In these primordial soups, some chemical systems evolved to enclose themselves in bubbles, protecting delicate reactions from the outside world. These self-made “individuals” evolved regular cycles of reproduction, explicitly making copies of themselves rather than waiting for the right reactants to come together again by chance. They evolved DNA to constrain these copies, and make them more precise reproductions of the original. They evolved sophisticated error checking, which made the copies more robust and reliable. But this also gave life the power to manage variation across generations, and thus shape its own evolution. Life evolved sex to further manage variation, accelerating innovation by sharing genetic recipes across lineages. Life evolved an astonishing variety of sexual and reproductive practices, allowing it to evolve in different ways, with different patterns of variation and selection, each suited to a different range of environments and lifestyles.

The physical Universe evolves—in the most primitive way imaginable, but it still produces stability and complexity in a vast number of diverse forms. It generates the seeds of life, without any guidance or direction. Life evolves differently, because it constrains this process, making it discrete, digital, and managed. This started very simply, just discovering chemical reactions that isolate and maintain themselves. But perhaps this is the origin of what we think of as “intelligence” or “agency”? Without noticing, matter became “opinionated,” preferring certain forms and acting explicitly to promote them. From there, life’s “opinions” about itself only became more demanding and elaborate.

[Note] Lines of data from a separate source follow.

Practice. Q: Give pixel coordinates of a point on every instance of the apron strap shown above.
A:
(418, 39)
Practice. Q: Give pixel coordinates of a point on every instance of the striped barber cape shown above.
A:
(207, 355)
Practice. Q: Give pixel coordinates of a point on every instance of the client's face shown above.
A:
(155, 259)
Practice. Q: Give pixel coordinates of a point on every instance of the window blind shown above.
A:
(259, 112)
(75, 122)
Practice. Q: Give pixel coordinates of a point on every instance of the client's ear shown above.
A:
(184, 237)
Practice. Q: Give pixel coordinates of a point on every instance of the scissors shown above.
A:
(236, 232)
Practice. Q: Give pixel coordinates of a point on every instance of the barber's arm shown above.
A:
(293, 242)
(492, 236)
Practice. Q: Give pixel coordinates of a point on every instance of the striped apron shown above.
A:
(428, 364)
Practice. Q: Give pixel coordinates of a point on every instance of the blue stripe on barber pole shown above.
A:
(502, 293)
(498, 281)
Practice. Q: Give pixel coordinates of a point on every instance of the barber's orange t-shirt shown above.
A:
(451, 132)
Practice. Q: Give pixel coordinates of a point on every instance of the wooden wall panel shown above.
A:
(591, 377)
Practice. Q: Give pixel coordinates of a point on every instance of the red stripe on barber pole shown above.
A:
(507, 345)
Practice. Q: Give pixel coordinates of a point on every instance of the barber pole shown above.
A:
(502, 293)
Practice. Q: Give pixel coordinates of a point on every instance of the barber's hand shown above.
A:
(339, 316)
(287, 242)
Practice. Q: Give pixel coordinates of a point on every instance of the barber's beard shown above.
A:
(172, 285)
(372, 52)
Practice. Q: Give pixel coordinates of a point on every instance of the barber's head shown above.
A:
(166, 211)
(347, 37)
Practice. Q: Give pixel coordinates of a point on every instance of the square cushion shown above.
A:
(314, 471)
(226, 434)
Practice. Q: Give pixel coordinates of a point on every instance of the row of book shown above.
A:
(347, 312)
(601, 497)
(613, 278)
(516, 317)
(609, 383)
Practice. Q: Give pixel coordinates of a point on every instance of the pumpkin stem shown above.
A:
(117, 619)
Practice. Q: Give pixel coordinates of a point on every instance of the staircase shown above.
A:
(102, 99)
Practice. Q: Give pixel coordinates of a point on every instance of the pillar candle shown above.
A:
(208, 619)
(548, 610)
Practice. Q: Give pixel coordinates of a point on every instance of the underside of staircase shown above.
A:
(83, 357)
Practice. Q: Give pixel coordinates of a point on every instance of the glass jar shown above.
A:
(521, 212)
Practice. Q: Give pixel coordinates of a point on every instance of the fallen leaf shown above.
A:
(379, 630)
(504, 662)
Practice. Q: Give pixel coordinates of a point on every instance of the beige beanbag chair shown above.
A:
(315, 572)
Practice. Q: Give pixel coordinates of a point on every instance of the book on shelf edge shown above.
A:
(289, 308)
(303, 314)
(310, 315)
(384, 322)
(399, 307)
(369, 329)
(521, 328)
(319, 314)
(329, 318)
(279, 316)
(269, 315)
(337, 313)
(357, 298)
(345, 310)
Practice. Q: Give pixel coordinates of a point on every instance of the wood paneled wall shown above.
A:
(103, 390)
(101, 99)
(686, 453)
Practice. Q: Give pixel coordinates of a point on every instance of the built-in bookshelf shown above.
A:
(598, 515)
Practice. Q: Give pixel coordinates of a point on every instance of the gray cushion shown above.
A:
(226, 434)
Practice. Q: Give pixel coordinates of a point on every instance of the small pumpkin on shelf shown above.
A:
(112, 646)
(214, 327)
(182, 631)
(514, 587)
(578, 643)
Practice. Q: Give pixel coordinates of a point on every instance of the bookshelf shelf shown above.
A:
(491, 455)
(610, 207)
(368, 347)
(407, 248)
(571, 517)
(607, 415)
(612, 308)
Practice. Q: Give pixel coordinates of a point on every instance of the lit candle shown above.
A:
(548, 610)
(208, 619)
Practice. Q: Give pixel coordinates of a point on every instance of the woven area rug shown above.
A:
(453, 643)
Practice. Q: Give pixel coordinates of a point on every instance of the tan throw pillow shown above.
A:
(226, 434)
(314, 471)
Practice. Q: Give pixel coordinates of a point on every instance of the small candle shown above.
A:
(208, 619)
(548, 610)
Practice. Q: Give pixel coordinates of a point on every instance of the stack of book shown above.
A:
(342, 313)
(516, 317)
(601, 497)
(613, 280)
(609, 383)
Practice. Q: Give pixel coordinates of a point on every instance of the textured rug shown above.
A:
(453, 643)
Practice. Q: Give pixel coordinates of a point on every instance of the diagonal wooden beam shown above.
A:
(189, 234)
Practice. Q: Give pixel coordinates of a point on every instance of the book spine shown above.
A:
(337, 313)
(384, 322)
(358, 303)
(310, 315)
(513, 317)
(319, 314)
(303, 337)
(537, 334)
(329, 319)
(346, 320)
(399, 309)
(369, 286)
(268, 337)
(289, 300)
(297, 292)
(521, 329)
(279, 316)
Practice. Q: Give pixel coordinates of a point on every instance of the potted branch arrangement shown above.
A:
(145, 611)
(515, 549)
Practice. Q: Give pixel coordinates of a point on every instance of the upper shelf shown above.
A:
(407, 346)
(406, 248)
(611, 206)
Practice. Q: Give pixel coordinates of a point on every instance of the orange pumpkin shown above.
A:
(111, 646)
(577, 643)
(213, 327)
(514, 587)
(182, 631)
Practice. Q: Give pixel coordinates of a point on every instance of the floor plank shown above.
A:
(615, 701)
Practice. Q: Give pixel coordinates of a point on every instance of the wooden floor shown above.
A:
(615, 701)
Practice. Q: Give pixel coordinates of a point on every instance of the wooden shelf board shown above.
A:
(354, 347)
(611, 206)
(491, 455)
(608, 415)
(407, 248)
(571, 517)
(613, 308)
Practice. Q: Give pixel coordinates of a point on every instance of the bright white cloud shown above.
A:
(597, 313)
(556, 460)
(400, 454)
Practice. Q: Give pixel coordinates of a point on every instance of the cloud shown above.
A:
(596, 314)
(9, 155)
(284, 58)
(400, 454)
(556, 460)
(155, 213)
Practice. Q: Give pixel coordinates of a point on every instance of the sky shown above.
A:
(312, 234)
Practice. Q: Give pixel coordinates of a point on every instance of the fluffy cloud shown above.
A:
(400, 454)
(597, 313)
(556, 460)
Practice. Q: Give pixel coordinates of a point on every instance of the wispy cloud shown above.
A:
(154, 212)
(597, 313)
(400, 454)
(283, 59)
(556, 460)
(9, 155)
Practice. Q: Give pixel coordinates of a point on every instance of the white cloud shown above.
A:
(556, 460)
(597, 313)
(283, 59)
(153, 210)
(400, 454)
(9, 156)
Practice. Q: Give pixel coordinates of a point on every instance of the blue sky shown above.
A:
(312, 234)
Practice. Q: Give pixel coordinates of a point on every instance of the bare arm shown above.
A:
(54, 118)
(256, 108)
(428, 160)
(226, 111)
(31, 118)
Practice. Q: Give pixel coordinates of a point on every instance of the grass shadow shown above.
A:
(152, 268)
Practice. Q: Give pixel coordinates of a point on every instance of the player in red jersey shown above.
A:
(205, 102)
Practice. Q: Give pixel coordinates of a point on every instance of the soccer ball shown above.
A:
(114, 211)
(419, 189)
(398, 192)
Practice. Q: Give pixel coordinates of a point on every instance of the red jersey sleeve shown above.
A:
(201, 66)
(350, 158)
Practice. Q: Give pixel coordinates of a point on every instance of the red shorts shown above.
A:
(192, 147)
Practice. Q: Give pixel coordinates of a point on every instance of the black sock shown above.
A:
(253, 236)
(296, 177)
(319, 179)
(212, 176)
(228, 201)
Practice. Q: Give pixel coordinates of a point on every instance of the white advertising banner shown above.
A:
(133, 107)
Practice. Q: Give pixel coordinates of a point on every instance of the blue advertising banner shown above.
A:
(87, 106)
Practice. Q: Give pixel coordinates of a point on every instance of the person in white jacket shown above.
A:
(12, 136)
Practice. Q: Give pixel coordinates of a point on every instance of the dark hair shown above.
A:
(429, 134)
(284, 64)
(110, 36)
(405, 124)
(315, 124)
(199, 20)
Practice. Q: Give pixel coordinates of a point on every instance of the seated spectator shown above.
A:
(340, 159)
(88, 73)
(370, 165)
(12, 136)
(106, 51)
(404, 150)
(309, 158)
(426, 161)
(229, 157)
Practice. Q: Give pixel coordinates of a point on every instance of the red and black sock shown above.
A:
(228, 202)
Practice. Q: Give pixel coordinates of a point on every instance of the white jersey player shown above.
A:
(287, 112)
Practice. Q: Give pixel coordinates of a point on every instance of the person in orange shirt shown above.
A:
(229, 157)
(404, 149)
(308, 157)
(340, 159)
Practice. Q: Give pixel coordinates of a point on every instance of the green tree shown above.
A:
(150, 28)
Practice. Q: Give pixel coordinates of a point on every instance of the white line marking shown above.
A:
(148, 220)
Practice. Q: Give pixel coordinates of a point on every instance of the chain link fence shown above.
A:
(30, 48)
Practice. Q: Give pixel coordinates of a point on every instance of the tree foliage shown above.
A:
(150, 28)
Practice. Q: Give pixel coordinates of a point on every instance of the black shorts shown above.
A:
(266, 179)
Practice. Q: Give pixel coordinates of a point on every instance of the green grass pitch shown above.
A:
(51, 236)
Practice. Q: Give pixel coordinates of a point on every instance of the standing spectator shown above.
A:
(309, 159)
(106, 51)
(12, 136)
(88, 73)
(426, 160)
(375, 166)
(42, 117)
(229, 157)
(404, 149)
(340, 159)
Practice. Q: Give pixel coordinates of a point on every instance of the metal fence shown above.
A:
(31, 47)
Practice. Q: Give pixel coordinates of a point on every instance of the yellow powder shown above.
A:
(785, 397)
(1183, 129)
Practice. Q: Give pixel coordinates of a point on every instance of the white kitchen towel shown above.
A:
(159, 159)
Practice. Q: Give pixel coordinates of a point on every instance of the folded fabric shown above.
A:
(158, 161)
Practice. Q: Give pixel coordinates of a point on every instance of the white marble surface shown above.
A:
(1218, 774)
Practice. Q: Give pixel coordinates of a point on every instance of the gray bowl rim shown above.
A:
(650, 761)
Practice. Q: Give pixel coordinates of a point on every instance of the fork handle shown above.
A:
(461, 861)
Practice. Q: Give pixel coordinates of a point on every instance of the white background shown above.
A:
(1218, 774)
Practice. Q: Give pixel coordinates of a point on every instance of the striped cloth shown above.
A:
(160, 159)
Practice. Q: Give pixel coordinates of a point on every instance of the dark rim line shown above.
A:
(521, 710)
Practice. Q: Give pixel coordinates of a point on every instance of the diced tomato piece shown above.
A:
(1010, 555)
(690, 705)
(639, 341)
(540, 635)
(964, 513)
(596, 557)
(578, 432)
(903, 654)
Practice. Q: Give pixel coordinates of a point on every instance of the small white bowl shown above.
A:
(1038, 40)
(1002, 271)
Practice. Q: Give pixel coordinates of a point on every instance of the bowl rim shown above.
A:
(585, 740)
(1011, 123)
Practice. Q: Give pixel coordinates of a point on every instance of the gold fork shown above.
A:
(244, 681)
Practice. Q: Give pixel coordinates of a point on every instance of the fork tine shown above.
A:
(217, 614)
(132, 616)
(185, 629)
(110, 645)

We often present evolution as one simple story, but there are many ways to evolve. Evolution is more like a general principle than a specific algorithm. Even just life as we know it, all based on the DNA molecule, has invented an astonishing variety of different and complex ways of evolving. Bacteria, fungi, plants, and animals use DNA differently. They grow, behave, and reproduce in completely different ways. How many other ways might there be to do it? When we present evolution as a single, constant thing, we limit our imagination. Evolution evolves, and it takes as many diverse forms as it makes.